Scientific knowledge has grown and continues to grow, apparently without limit to its reach, disclosing the mechanics of the universe and giving us the capability of looking into the minute and most elementary components of matter, of touching and shaping the evolution of living forms. This same mode of thought, scientific knowledge, has been used to convince individuals that they are close to absolute truth and boast such a degree of precision and self-confidence that the humbleness of search is replaced by the arrogance of sureness, which intimidates inquiry and praises dogmatism.Most of the distortions in the long search of mankind for knowledge throughout history has been the result of a segregationistic separation between science and traditions.

Something like a neurosis philosophicus tries to identify and to emphasize contradictions between traditional knowledge and scientific knowledge. The attribute of "rational" is reserved to the later in a detrimental and contemptuously way for the former.

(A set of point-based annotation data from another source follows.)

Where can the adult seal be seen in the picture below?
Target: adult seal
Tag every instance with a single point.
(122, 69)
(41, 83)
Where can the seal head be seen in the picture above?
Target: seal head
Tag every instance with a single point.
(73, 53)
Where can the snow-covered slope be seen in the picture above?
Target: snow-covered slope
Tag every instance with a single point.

Ethical responsability has been "rationalized", brought into normative codes, or reserved, in depreciation, to the domain of values and traditions. The renaissance consolidated modes of thought which had originated in the civilizations of the antiquity around the Mediterranean. A new mode of thought was developed in Europe and imposed through the world after the navigations.

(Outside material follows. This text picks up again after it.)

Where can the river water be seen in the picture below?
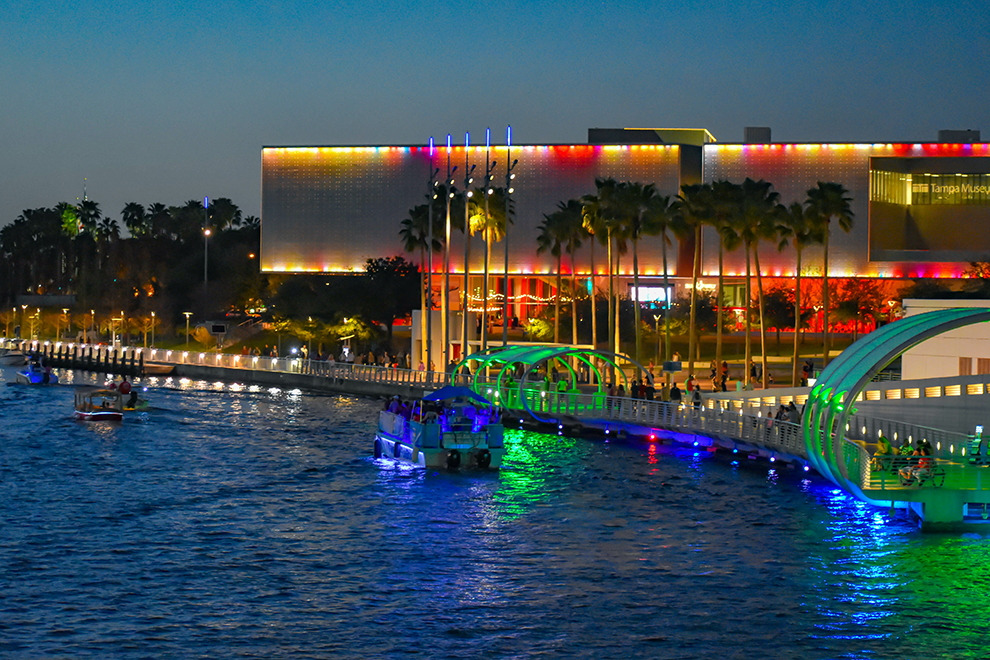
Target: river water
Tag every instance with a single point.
(243, 522)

The western "civilizatory mission", which started about 500 years ago, resulted in a model of society dominated by science and technology and a consequent economical, social and political order. Modes of production and division of labor and new concepts of property and wealth, are intimately related with underlying philosophy which made all them possible, which was indeed proposed to justify the conquest-colonization process. In this process gods, languages, modes of thought, of labor, of property, of health and so on were imposed throughout the globe. Science and the values associated with scientific and rational thought were often used to relationalize variants of exploitation of human beings by human beings in the process of building up agricultural supplies. The concept of humanity and an ethics for the entire mankind was gradually removed from this thought.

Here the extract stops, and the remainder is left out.